Thrawn was glad he had gotten in when he did. Sitting outside with more than an hour’s delay on getting information was unacceptable. This is where the fight was, and this was where he needed to be. Between him, the Paladin, and the trailblazers, they’d find a way to win, but for the moment they were very much the resistance with limited naval superiority, for the Caretakers had not tried to attack the Avengers or any ships nearby them.
They were waiting, he knew, until more units could be produced, then they would attack when they calculated an advantage. These machines were well programmed, but at the end of the day they were just machines and couldn’t improvise beyond what their programmers had already envisioned.
And if there was one thing he was bred to do, it was improvise.
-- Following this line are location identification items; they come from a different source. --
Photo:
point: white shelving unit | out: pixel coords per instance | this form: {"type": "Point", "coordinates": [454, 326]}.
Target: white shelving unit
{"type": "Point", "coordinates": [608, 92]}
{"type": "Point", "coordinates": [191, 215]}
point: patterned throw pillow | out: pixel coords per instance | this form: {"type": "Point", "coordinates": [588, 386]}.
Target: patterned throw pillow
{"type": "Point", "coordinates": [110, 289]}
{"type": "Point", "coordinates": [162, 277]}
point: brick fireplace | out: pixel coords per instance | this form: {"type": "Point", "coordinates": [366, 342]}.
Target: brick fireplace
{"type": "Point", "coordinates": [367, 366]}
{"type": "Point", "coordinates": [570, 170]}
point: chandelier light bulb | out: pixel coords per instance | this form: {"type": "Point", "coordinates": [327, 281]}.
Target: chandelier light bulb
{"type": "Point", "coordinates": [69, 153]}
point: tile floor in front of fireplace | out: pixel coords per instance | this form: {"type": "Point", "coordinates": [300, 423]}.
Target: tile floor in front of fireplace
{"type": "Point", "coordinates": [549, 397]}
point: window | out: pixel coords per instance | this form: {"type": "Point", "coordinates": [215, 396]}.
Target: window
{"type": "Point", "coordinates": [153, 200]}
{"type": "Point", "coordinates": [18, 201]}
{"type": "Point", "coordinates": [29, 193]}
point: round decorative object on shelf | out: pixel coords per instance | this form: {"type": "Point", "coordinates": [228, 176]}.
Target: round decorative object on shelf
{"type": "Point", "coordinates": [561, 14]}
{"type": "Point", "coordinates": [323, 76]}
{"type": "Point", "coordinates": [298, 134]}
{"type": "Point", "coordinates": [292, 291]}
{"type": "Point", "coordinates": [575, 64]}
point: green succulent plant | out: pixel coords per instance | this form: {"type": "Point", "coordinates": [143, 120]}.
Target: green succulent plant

There was a way to win here, and either he or the trailblazers were going to find it. Until then he had to build, build fast, and build wide, for no location they had was fortified enough to withstand all attacks. They had to be redundant and mobile, and if they could manage that they would win. He didn’t know how long it would take, or how many battles would have to be fought, but with the trailblazers’ ability to operate the Essence technology inside the Temple the Paladin could now carry this with or without the Avengers, though Thrawn was very glad to have them as a backup…at least while their low Essence reserves lasted. After that they become heavily armed conventional ships.
The Knights of Quenar were a wild card, and while they only had a few surviving ships, they were spreading themselves out on foot all over the Temple searching for Responders and other locations not previously accessed by the Vargemma as they sought answers and learning from the automated systems. Perhaps they’d find a way to open the portals before the trailblazers did, perhaps they’d be useless. Thrawn didn’t know, but he was fairly sure any chance of them siding with the Vargemma had died when they entered the Temple, though he wasn’t entirely ruling out a backstab. The Li’vorkrachnika had mastered the technique and Thrawn would forever be on watch for one, but right now the KoQ had more to gain from Star Force dominance than they did from whatever scraps the Vargemma were previously going to offer them.
They were an asset, at least when it came to Essence charging small tools and interfacing with equipment, but they could not win this fight. The Paladin had to, one way or another, for the Empire was counting on them to stop the Vargemma attacks on the Grid Point system and the millions of other facilities spread across the galaxy that were far too numerous to build Avengers to guard each and every one of them.
The Vargemma had to be taken out or neutralized, which was doable, but first Star Force had to subjugate the Caretakers…and that might very well prove to be the far harder of the two tasks.